1 (1-pound) pork tenderloin, trimmed
2 Tbsp. stone-ground mustard
2 Tbsp. olive oil
1/2 cup finely chopped onion
1 garlic clove, finely chopped
1/2 jalapeno, seeded and finely chopped*
1 Tbsp. brown sugar
1/2 teaspoon peeled, grated fresh ginger
3 Florida Tangerines, peeled, sectioned and chopped
1 Granny Smith apple, peeled, cored and chopped
3 Tbsp. cider vinegar
1 teaspoon finely chopped fresh sage
- Preheat grill to medium-high (375 to 400 degrees)
- Coat pork with mustard, and season with salt and pepper to taste. Place pork on grill
- Grill 15 to 25 minutes or until an instant-read thermometer registers 155 degrees. Remove from grill and let stand.
- Meanwhile, for the Tangerine-Apple Chutney, in a large saute pan heat oil over medium heat.
- Add onion; cook and stir 5 minutes. Add garlic, jalapeno, brown sugar and ginger; cook and stir 5 minutes more.

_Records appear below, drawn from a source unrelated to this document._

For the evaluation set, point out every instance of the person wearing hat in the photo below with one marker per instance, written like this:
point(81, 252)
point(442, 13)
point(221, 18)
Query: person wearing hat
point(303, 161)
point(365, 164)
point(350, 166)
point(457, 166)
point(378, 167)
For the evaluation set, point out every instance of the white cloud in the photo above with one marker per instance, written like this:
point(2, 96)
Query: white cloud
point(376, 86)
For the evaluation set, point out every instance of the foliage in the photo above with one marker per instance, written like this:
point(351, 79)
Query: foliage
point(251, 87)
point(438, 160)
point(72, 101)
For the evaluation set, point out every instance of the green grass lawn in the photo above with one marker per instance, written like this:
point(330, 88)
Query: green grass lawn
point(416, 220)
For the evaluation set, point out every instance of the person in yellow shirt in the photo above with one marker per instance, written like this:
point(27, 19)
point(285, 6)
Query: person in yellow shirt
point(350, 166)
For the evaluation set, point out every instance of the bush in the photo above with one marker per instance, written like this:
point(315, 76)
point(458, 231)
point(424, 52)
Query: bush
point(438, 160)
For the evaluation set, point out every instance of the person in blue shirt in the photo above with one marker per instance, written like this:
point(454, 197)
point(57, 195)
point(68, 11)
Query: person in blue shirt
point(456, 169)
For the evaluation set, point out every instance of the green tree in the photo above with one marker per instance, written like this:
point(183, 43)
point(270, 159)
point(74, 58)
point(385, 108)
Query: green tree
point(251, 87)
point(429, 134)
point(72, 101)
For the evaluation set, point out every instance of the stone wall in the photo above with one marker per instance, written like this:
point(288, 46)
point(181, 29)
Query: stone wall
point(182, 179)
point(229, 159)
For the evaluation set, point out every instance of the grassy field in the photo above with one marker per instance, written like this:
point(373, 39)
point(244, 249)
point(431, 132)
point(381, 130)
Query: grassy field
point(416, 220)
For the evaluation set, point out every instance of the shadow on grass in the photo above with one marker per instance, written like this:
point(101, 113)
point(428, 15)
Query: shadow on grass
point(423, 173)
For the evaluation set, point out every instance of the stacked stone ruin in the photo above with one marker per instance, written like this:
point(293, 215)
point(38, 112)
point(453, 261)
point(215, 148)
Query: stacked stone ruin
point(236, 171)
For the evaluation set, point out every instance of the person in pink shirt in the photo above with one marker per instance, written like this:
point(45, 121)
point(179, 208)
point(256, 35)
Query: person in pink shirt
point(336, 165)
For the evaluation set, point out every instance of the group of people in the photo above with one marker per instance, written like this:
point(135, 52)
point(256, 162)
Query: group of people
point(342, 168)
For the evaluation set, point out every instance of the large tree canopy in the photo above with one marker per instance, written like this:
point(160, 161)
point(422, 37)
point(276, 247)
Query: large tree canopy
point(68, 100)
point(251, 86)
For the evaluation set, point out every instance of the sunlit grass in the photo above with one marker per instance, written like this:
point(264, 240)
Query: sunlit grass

- Add Tangerines, apple, vinegar and sage; simmer 15 to 20 minutes or until apple is softened.
- Season with salt and pepper to taste. Thinly slice the pork and serve with Tangerine-Apple Chutney.
* Use caution when handling hot peppers. Wear disposable gloves or wash hands in hot, soapy water afterward.